Andres Amador (San Francisco)
On April 28, at 7 am, artist Andres Amador stood on the Thornton Beach, just south of San Francisco, wearing the International Peace belt and meditating for peace.
He was about to begin one of his Playa Paintings, detailed geometric drawings in the sand that lingers only as long as the tide allows. The meditation was part of the protocol for all who wear the International Peace Belt, an intricate piece of art designed and created by Middletown-based artist Wendy Black-Nasta, founder and executive director of Artists for World Peace (AFWP). She and her jewelry interns crafted it in 2003 out of tiny links of sterling silver, precious and semi-precious stones from around the world, and coins from all different countries.
Artists—musicians, dancers, painters—and internationally acclaimed ambassadors of peace fasten the luminous links around their waist or drape it over their shoulders, meditate or pray, as their spiritual connections urge them, and then begin creating their work of art dedicated to world peace. As of this writing, the International Peace Belt has traveled to 28 countries. Its journeys are documented in photographs and will be housed at the Smithsonian when it completes its world travel.
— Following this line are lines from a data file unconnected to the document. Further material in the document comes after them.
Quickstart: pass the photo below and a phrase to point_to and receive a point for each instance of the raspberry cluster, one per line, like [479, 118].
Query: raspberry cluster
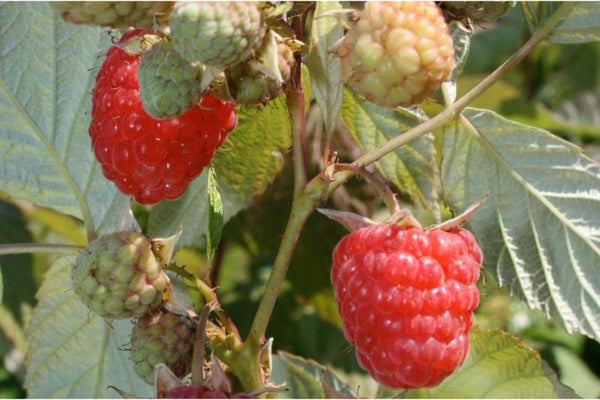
[118, 276]
[406, 298]
[147, 158]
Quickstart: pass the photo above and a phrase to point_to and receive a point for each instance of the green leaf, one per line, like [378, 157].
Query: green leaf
[411, 168]
[73, 352]
[581, 24]
[16, 268]
[499, 365]
[575, 373]
[215, 216]
[246, 164]
[47, 72]
[539, 229]
[303, 377]
[325, 68]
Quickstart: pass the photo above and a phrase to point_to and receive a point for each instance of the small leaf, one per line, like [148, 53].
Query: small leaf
[411, 168]
[539, 229]
[581, 24]
[303, 377]
[215, 216]
[246, 164]
[499, 365]
[48, 72]
[325, 68]
[73, 352]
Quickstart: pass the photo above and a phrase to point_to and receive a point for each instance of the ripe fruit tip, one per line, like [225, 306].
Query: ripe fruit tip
[406, 298]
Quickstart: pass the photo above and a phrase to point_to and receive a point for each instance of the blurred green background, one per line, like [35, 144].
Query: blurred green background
[556, 88]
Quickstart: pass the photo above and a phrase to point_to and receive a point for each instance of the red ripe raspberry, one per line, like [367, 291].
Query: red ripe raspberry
[406, 298]
[148, 158]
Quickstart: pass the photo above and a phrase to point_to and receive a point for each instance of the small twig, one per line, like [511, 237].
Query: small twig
[198, 377]
[382, 188]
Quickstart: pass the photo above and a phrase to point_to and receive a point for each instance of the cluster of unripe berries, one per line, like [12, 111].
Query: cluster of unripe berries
[118, 276]
[164, 102]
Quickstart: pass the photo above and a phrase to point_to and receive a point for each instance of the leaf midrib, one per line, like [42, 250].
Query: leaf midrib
[528, 187]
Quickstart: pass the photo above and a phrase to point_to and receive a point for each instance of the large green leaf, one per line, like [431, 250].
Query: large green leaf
[540, 228]
[581, 24]
[303, 377]
[73, 352]
[325, 68]
[245, 165]
[411, 168]
[499, 365]
[46, 76]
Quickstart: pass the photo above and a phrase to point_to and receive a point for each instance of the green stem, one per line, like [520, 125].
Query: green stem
[301, 209]
[23, 248]
[382, 188]
[307, 196]
[453, 111]
[295, 104]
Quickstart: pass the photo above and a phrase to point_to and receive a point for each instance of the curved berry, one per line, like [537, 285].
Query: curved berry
[398, 53]
[406, 298]
[147, 158]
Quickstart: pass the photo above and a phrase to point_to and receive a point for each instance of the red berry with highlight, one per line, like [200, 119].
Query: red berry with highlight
[147, 158]
[406, 298]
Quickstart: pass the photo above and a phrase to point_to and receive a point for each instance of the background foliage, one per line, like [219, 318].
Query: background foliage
[47, 70]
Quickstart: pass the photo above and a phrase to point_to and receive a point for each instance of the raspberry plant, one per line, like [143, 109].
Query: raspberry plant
[164, 163]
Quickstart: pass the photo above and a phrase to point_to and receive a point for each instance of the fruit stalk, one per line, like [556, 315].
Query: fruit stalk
[308, 195]
[450, 113]
[295, 103]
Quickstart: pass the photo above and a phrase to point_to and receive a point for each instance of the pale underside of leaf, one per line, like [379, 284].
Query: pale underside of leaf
[73, 352]
[325, 68]
[540, 228]
[46, 77]
[499, 365]
[412, 167]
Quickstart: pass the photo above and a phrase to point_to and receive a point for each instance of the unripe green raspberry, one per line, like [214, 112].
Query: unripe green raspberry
[162, 337]
[398, 53]
[118, 276]
[246, 85]
[169, 85]
[477, 11]
[218, 34]
[114, 14]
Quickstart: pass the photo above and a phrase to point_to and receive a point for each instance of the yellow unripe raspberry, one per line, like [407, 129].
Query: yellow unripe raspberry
[398, 53]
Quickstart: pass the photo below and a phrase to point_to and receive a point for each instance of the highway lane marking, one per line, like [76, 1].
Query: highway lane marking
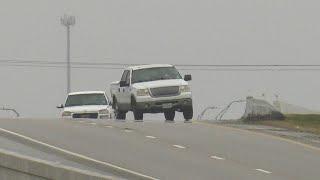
[60, 150]
[179, 146]
[264, 171]
[261, 134]
[217, 157]
[151, 137]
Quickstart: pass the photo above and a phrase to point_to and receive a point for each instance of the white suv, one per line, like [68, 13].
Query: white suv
[157, 88]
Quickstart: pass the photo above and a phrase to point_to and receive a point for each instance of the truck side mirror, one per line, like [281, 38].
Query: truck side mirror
[60, 106]
[187, 77]
[123, 83]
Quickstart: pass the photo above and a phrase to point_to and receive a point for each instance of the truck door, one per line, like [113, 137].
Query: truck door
[124, 92]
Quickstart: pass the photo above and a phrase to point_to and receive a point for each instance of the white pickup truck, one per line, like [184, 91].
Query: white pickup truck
[157, 88]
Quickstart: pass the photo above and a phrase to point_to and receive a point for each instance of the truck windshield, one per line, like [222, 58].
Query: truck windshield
[86, 99]
[154, 74]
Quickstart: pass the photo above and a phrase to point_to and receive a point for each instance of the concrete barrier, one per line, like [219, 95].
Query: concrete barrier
[78, 158]
[19, 167]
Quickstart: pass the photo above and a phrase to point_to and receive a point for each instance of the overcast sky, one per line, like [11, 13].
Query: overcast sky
[160, 31]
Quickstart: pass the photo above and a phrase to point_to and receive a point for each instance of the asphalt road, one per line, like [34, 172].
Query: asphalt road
[177, 150]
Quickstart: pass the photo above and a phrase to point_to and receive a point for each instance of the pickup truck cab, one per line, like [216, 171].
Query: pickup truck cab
[157, 88]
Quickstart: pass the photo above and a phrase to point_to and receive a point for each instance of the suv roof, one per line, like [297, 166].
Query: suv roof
[149, 66]
[86, 92]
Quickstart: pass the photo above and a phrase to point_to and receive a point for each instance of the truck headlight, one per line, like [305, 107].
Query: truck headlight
[142, 92]
[184, 88]
[103, 111]
[66, 113]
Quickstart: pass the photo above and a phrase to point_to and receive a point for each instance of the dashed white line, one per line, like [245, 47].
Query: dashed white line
[151, 137]
[264, 171]
[217, 157]
[179, 146]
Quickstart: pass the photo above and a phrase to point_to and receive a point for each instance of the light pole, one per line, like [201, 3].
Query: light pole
[68, 21]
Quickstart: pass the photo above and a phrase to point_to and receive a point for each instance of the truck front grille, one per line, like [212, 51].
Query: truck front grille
[85, 115]
[165, 91]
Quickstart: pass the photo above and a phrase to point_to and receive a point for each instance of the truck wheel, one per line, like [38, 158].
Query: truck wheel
[188, 113]
[169, 115]
[119, 114]
[138, 115]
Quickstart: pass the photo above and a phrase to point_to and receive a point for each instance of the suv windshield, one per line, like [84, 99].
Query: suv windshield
[154, 74]
[86, 99]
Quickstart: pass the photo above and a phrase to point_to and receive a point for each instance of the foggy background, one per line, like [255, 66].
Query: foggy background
[160, 31]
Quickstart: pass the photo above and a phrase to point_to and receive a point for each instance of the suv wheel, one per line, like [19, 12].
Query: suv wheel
[138, 115]
[169, 115]
[188, 113]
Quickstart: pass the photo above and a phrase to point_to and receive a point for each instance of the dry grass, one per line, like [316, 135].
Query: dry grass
[305, 122]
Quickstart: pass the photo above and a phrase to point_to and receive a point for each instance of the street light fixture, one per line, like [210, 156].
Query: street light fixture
[68, 21]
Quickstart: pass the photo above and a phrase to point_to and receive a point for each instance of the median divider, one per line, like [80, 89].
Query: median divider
[17, 166]
[78, 158]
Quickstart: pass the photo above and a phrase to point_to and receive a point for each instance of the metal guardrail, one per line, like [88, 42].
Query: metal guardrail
[12, 110]
[205, 110]
[223, 111]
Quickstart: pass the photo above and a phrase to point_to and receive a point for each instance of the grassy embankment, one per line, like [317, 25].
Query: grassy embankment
[301, 122]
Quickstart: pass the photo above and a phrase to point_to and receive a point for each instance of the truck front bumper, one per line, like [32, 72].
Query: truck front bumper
[164, 105]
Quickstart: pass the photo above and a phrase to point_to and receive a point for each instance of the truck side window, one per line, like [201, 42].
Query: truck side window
[124, 75]
[128, 78]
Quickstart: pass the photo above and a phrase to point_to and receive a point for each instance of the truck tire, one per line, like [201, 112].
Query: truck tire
[188, 113]
[138, 115]
[169, 115]
[119, 114]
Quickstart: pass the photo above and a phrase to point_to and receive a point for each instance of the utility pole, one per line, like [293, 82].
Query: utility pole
[68, 21]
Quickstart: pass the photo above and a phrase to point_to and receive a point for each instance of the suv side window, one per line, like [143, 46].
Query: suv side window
[124, 75]
[128, 78]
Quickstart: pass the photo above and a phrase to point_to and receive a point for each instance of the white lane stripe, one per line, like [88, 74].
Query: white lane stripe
[151, 137]
[264, 171]
[179, 146]
[25, 138]
[217, 157]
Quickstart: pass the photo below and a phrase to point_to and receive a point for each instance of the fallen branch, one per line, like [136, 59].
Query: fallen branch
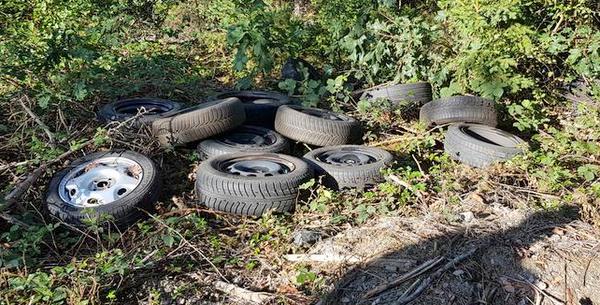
[243, 294]
[426, 282]
[50, 135]
[424, 267]
[322, 258]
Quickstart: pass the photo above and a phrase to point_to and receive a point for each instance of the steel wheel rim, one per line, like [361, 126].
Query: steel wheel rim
[100, 181]
[346, 157]
[256, 166]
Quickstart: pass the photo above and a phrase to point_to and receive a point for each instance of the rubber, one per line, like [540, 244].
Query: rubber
[253, 196]
[481, 145]
[314, 130]
[125, 211]
[341, 177]
[122, 110]
[415, 94]
[260, 106]
[455, 109]
[218, 146]
[199, 122]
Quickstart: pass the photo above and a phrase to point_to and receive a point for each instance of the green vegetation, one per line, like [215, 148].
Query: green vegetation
[63, 59]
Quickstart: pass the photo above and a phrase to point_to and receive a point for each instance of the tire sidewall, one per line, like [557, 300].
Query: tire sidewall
[69, 213]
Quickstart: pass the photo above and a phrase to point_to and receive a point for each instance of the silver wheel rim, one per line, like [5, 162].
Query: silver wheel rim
[346, 157]
[100, 181]
[257, 167]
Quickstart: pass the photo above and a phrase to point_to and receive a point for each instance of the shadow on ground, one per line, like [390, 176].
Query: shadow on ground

That morning, six other people joined Amador in his meditation: his partner Ember, with their son Kavi on her back, two members of Andres’s team—a photographer and a drone operator to capture aerial views—and Connecticut native Michele Wytas, a member of AFWP, and Lisa Murphy, a childhood friend with whom Wytas had recently reconnected.
Wytas was attending as the belt’s caretaker, a role she’d undertaken three times before, twice carrying the belt with her to her ancestral village in the Czech Republic, and once to Dubai.
While those trips were important to Wytas, the trip to reconnect with her friend and bring the belt to Amador was unique. “There is something special—a vastness—about being near the ocean with the Peace Belt,” she notes. “You realize that there’s a bigger picture, some energy that connects us all.”
Amador begins the task of playa (Spanish for “beach”) paintings, making uniform circles by extending his arm from the end of the rake. Ember then marks points along these circles as guides for his design.
Once the complete pattern is laid out, Amador begins the shading process and invited Wytas and Murphy to assist, adding repetitive strokes that brought it into a three-dimensional appearance.
As time passed—two hours before the mandala-like artwork was complete—others wandering the beach stopped by to watch and wonder: a couple on horseback, a number of people walking dogs, some parasailers and hang-gliders.
Overhead, the drone buzzed by, garnering a bird’s eye view to share later on both Artists for World Peace and Andres’s FaceBook page.
“At the end we all stood together again in that same center circle,” recalls Wytas. “Andres asked us to say what we were thankful for and to meditate once again on giving peace to the world.”
Hiking up the cliffs afterwards brought Wytas a larger perspective on the art and the meaning. “From above, I could see the breathtaking grandness of Andres’s work. The tide was already beginning to come in and the waves rolled over just the edge. It wasn’t even sad to watch it go, now that I understood: He’s sending it out for the world, all the energy of the labor, the art, the meditations on peace. The ocean is carrying all of that, spreading it to the rest of the world.”
Afterward Amador, too, reflected on the experience of making his art in the International Peace Belt. “The visceral feeling of the belt on my body was a grounding force– the weight, the swaying of the strands, the jingling of the coins and links. I was always aware of its presence, always brought back to my intentions for the artwork of sending the energy of harmony into the world.
“It is a tremendous honor to have added my voice and energy to the Peace Belt.”